Chapter six uses the various ideas discussed earlier to create a
rootkit for avoiding detection by change-detection style host-based
intrusion detection systems (HIDS), specifically Tripwire. Chapter
seven outlines (without code examples) techniques for detecting the
type of programming and activity described earlier in the book.

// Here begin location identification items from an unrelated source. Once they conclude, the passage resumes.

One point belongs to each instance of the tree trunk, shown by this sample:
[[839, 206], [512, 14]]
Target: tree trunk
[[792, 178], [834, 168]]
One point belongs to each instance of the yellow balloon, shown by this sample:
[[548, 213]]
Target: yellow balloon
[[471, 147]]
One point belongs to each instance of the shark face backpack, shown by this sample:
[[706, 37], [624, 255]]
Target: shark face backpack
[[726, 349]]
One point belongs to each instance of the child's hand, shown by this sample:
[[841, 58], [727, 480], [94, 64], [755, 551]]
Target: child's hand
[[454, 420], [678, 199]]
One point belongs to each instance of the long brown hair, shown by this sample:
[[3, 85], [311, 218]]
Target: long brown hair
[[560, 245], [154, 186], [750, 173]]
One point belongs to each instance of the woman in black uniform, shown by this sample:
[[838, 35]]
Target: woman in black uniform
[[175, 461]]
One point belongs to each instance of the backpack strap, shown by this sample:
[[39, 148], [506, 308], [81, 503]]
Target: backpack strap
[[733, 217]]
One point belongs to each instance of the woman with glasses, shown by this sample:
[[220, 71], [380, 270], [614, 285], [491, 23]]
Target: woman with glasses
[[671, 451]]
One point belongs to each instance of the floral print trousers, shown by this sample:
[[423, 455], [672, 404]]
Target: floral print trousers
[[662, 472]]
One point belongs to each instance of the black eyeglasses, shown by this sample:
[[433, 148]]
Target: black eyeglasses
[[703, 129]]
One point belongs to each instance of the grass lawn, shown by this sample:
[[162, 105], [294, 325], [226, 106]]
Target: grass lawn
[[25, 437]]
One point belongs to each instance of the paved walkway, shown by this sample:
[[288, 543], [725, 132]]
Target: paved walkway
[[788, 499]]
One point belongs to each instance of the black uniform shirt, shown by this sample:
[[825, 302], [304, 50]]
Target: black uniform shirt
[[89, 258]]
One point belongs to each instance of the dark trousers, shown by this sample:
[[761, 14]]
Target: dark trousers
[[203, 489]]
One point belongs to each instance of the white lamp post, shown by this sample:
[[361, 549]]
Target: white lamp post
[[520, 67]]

In my opening sentence, I said that the volume's purpose was to teach
kernel-mode programming. That statement, and the preface, begs the
question of the intended audience. Actually, the book only addresses
specific functions: it certainly doesn't teach kernel-mode programming
as such. The reader will already have to know a fair mount of it in
order to apply the content of the tome. The text does seem to imply
that it is hoped whitehats will use it, but is the substance really
directed at protective measures?
The material in the book does provide a number of examples of kernel-
mode programming, and may act as a guide for those interested in
exploring the areas for which code is provided. Certain aspects of
the internals of the BSD operating systems are explained. However,
those interested in having in-depth examinations of the operating
system, or those wishing to know about detection of these types of
applications, may wish to look elsewhere.